I don't have a tree up and probably won't this year, because I don't like putting it up without putting love into it, and this year so far, I only have enough love in me for people. And it's okay, too, I told myself. Throughout my decades I learned that holiday magic is here to cheer us up every year, no matter what. We just need to open our doors and let it in.

We don't need to go into debt trying to show people how much we love them. We can just say it.

We don't have to be around those who hurt us or affect our mental health, be it family or friends. Maybe, they'll understand, maybe not.

We don't need to meet anyone's expectations, be it physical appearance or achieved goals.

I believe the holidays are our break, which every person needs in the middle of darker winter months. And holiday magic is that state of recuperation, when you are surrounded by those you want to be with, doing what you enjoy, what you have energy for and what recharges you.

Happy holidays, and I hope you have a wonderful time.

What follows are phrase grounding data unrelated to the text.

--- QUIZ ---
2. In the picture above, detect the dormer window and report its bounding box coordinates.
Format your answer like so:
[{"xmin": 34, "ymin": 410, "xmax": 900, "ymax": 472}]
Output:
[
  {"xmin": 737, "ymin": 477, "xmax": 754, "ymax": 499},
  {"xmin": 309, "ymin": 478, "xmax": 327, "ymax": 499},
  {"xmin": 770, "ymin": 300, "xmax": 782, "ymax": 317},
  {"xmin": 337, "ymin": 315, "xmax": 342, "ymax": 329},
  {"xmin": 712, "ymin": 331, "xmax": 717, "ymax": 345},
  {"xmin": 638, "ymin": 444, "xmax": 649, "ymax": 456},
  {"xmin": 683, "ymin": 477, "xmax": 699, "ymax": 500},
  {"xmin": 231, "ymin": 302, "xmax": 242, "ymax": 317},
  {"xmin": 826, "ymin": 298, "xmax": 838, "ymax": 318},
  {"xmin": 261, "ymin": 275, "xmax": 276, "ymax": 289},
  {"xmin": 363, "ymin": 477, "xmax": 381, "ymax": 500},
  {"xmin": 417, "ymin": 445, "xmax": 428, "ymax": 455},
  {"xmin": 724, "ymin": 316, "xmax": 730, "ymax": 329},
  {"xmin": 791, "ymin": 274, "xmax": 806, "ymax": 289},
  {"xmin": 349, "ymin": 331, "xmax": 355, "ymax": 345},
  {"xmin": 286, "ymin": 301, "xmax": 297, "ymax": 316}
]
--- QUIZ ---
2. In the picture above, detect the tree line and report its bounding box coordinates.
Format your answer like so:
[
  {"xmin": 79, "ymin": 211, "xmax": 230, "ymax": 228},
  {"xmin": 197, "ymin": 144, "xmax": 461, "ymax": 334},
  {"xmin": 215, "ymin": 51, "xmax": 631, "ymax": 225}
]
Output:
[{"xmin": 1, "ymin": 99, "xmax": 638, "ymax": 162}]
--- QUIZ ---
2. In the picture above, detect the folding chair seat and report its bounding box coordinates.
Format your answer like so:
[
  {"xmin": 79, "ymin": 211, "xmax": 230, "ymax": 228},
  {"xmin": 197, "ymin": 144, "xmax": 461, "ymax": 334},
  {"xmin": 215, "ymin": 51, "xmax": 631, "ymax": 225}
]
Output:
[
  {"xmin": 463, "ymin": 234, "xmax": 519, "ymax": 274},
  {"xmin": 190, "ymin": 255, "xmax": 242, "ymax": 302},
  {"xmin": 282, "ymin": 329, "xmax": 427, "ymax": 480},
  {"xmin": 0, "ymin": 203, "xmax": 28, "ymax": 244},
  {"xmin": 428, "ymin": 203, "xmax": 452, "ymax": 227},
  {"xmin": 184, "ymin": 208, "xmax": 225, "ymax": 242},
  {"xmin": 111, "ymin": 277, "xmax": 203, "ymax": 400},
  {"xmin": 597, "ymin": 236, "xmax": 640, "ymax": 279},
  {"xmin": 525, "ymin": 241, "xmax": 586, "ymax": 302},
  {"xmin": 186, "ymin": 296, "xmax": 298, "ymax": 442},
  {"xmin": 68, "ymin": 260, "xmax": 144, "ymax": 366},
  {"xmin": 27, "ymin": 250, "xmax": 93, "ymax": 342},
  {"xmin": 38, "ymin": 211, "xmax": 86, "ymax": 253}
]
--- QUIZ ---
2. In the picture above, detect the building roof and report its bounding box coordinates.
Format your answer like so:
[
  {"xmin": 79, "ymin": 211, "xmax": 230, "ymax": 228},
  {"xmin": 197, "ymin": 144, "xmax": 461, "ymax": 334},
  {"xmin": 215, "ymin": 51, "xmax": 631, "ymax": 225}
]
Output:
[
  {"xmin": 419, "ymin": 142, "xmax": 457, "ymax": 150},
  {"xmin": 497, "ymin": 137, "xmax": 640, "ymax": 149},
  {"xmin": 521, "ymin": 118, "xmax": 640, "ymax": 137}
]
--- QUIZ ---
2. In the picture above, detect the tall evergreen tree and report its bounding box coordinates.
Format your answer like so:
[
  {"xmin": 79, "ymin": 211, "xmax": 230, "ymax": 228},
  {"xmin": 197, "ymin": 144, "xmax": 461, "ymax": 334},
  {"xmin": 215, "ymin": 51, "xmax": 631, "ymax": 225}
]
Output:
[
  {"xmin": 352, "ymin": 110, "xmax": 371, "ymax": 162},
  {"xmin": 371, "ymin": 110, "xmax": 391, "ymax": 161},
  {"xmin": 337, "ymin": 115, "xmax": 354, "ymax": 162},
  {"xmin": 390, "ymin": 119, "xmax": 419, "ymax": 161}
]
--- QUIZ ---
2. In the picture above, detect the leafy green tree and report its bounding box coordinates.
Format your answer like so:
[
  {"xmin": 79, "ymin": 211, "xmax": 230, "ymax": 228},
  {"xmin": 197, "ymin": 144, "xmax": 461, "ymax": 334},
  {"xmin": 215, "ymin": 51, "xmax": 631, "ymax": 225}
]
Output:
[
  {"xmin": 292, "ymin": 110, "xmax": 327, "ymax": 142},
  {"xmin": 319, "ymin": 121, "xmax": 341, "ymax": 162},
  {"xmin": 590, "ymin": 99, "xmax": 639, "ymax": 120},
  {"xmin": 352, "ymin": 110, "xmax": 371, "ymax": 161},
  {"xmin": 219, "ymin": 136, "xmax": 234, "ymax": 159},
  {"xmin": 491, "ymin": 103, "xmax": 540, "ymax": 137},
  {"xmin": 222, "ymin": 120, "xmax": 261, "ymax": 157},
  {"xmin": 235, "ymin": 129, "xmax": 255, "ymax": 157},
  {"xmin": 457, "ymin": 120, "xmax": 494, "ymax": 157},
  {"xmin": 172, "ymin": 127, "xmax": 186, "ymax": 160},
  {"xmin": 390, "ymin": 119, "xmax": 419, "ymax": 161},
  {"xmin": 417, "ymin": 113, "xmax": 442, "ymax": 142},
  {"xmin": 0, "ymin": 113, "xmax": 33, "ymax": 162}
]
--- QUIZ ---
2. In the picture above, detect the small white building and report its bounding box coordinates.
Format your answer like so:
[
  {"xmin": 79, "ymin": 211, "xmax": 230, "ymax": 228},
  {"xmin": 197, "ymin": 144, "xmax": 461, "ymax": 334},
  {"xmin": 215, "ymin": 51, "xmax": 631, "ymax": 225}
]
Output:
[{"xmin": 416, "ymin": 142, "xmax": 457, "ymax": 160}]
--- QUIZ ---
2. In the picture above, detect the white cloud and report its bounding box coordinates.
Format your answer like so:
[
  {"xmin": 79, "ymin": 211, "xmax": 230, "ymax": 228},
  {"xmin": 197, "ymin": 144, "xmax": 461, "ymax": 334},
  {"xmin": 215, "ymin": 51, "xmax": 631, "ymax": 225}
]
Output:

*In some Slavic countries, a figure akin to Santa Claus in the west named Ded Moroz, or literally Father Frost, traditionally brings presents to children on New Year's Eve. The poor guy was declared "an ally of the priest and kulak" (supposedly reach peasants) following the 1917 revolution and was banned, but then made something of a comeback in the 1930s and onward, though donning a blue coat so as not to be mistaken with the bourgeois Santa Claus or detract from the revolutionary importance of the colour red.